Predator counteradaptations: stealth echolocation overcomes insect sonar-jamming and evasive-manoeuvring defences

Although bat-insect interactions are often described as an 'evolutionary arms race', conclusive evidence for bat counterstrategies to insect defences has been difficult to acquire. Previous studies have indicated that some bats use low-amplitude, 'stealth' echolocation to counter moth hearing. However, actual bat-insect interactions have not been documented to validate this finding. We hypothesized that the bat Corynorhinus townsendii uses stealth echolocation to overcome prey defences. We measured C. townsendii call intensities as they attacked tethered moths in the field and in a large outdoor flight cage. We also used three-dimensional videography to document C. townsendii and Myotis volans, which uses intensities more typical of aerial-hawking bats, as they attacked free-flying moths in a flight cage. Source levels of C. townsendii calls were 93.6 ± 6.1 dB at 0.1 m in open field conditions and 81.9 ± 6.9 dB in the more enclosed flight cage, values that are 20-45 dB lower than other aerial-hawking bats under similar conditions. Sound levels arriving at prey were mostly below known thresholds for eliciting late-attack defences. Free-flying moths were 49-66% less likely to exhibit evasive manoeuvring and sonar-jamming defences during attacks by C. townsendii compared to M. volans. Prey also exhibited lower peak velocities and accelerations during attacks, factors that are known to affect bat capture success.

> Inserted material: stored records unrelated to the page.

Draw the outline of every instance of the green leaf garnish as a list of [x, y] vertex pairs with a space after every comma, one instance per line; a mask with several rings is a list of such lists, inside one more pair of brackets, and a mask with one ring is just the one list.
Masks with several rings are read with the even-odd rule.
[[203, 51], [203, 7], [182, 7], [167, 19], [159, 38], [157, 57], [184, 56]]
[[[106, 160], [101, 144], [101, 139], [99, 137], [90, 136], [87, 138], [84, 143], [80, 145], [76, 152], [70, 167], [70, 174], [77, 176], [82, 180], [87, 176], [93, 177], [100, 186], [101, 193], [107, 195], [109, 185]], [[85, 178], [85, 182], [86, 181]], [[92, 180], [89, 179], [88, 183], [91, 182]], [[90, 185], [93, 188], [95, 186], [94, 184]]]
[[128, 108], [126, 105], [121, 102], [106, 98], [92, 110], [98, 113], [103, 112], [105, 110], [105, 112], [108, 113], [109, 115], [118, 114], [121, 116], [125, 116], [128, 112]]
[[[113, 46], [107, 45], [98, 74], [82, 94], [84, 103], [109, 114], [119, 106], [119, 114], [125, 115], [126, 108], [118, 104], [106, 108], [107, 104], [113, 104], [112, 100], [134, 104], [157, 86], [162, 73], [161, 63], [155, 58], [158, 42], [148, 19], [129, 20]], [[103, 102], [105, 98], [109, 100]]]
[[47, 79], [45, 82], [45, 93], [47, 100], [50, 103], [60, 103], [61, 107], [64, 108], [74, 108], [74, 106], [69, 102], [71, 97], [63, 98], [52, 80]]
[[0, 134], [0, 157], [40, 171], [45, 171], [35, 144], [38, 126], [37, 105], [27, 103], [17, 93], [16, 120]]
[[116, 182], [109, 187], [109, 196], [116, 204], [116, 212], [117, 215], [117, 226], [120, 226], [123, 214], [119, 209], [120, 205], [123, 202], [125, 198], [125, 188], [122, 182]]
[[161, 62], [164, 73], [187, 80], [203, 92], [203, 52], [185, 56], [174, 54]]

Accordingly, C. townsendii had 31% higher capture success against moths overall and 52% higher capture success against the sonar-jamming moth Bertholdia trigona. We conclude that stealth echolocation is an evolutionary counteradaptation to insect defences because there is no known benefit for C. townsendii to use low-amplitude calls outside of predator-prey interactions, and such calls come with considerable cost in reduced prey detection distances.